Son las últimas cuerdas que quedan para rescatar al liberalismo del abismo y prueba de ello es que, durante los primeros días de este mes, en el Palacio de la Paz, de La Haya, se auspició una Conferencia Internacional sobre Acceso a la Justicia, que llevaba el significativo título de “Justicia para todos en el 2030”.
Lo más interesante de esto, es que bajo el panorama que vengo dibujando, jueces de todo el mundo, ministros de justicia y representantes de organizaciones internacionales hayan trabajado juntos para establecer un extenso programa orientado a plantear los retos que debe enfrentar la justicia mundial en la próxima década. Por supuesto, como no se logró hacer en los ámbitos políticos ni económicos, en el de la justicia no sólo se debate cuáles son los retos que enfrentan los poderes judiciales ante regímenes anti-liberales, sino, por el contrario, se debate también cómo enfrentarlos desde una perspectiva liberal que reconoce la división de poderes y la autonomía de los jueces; elementos indispensables para la construcción y el mantenimiento de un Estado de derecho.
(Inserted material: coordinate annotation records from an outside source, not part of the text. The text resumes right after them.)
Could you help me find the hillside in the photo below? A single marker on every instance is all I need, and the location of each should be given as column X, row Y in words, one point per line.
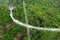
column 41, row 13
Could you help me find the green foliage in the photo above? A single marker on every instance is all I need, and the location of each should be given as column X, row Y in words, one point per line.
column 41, row 13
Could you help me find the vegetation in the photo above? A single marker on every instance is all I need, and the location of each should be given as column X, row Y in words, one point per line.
column 41, row 13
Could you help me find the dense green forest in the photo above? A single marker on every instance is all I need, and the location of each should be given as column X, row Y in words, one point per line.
column 41, row 13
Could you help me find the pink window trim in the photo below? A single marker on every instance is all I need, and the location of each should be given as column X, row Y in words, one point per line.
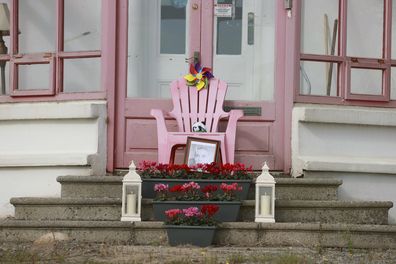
column 345, row 64
column 54, row 91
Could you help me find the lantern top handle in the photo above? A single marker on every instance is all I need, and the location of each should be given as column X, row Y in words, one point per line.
column 265, row 167
column 132, row 175
column 265, row 176
column 132, row 166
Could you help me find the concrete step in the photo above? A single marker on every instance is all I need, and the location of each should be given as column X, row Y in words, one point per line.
column 352, row 212
column 286, row 188
column 94, row 209
column 227, row 234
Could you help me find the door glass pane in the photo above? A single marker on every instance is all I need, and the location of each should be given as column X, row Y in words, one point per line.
column 229, row 30
column 365, row 28
column 393, row 83
column 173, row 26
column 82, row 25
column 366, row 81
column 81, row 75
column 393, row 30
column 157, row 32
column 33, row 77
column 319, row 27
column 318, row 78
column 37, row 26
column 4, row 77
column 248, row 66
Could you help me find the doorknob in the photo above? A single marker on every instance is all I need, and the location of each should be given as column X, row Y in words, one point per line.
column 250, row 28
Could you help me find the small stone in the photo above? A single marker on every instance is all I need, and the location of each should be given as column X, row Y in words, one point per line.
column 50, row 238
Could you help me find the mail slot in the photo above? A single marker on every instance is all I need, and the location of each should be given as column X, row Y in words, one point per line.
column 247, row 110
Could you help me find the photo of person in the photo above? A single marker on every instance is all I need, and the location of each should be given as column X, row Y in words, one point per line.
column 200, row 152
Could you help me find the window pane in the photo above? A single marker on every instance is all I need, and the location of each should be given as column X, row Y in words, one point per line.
column 315, row 78
column 150, row 73
column 318, row 20
column 82, row 25
column 4, row 77
column 365, row 28
column 173, row 26
column 81, row 75
column 366, row 81
column 229, row 30
column 393, row 83
column 393, row 30
column 37, row 25
column 33, row 77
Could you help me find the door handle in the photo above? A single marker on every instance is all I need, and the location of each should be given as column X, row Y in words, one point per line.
column 250, row 28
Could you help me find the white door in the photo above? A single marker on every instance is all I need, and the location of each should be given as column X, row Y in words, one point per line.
column 244, row 51
column 157, row 46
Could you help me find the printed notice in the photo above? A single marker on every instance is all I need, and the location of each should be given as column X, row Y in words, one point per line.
column 223, row 10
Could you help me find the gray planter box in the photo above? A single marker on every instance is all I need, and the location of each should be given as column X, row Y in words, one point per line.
column 228, row 211
column 148, row 185
column 201, row 236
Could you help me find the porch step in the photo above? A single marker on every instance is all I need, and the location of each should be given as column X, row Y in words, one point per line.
column 227, row 234
column 353, row 212
column 286, row 188
column 88, row 209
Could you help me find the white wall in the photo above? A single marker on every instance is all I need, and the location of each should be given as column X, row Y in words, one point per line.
column 40, row 141
column 355, row 144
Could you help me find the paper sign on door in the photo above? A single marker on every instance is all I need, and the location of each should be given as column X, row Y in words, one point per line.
column 223, row 10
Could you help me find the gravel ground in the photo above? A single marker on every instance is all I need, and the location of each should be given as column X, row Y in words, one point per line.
column 104, row 253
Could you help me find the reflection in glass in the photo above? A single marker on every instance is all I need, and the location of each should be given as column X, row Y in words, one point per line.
column 173, row 27
column 319, row 27
column 229, row 30
column 365, row 28
column 366, row 81
column 5, row 79
column 82, row 25
column 318, row 78
column 393, row 83
column 34, row 77
column 37, row 24
column 82, row 75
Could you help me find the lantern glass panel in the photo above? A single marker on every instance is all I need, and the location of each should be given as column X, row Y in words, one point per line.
column 265, row 200
column 131, row 199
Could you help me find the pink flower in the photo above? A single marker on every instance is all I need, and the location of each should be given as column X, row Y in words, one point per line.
column 191, row 211
column 160, row 187
column 190, row 186
column 172, row 213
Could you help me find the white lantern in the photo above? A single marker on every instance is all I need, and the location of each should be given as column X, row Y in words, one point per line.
column 131, row 195
column 265, row 197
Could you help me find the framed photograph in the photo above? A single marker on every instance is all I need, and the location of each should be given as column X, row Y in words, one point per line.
column 200, row 150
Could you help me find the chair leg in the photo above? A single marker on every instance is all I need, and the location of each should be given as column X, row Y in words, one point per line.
column 224, row 158
column 163, row 154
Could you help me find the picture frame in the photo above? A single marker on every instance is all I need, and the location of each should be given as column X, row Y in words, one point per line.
column 201, row 150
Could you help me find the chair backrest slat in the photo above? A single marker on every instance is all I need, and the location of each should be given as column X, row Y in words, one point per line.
column 191, row 106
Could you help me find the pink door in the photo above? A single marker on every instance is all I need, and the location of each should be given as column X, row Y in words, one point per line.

En estos espacios también se discutieron temas sobre cómo avanzar desde dentro con temas de alto interés para el modelo de Estado liberal como son el acceso de las mujeres a la justicia, la justicia transicional, el papel de las víctimas en los juicios, la protección de los derechos humanos, el acceso a la justicia para personas de la tercera edad y otras poblaciones vulnerables.
Y dentro de la agenda también figuraron temas que parecen predecir una mutación de la judicatura mundial de cara a su manutención ante las nuevas formas de política y entendimiento social en el mundo; me refiero a la manera en que la justicia informal puede complementar a la justicia formal, cómo la justicia puede estar centrada en las particularidades personales sin violentar la generalidad de las leyes y, por supuesto, cómo ampliar una cultura de la legalidad jurisdiccional (ampliar la confianza en los jueces para dirimir conflictos) en el mundo.
Las medidas nacionalistas de los recientes populismos se han encargado de sostener como una verdad incuestionable que todos estos problemas han sido generados por la globalización y el “neoliberalismo”, por la cercanía y la apertura entre las naciones y, también, por jueces que toman decisiones contrarias al “sentimiento” de los pueblos; sin embargo, mientras en el seno de las judicaturas todavía haya jueces que confíen en que la corrección de las decisiones no está relacionada con la aceptabilidad popular sino con las razones jurídicas y constitucionales que las respaldan, y que el único camino que tenemos está en la protección jurisdiccional de los derechos humanos, parece que el panorama dibujado sigue siendo desalentador, pero pinta un destello de luz que nos orilla a un optimismo informado.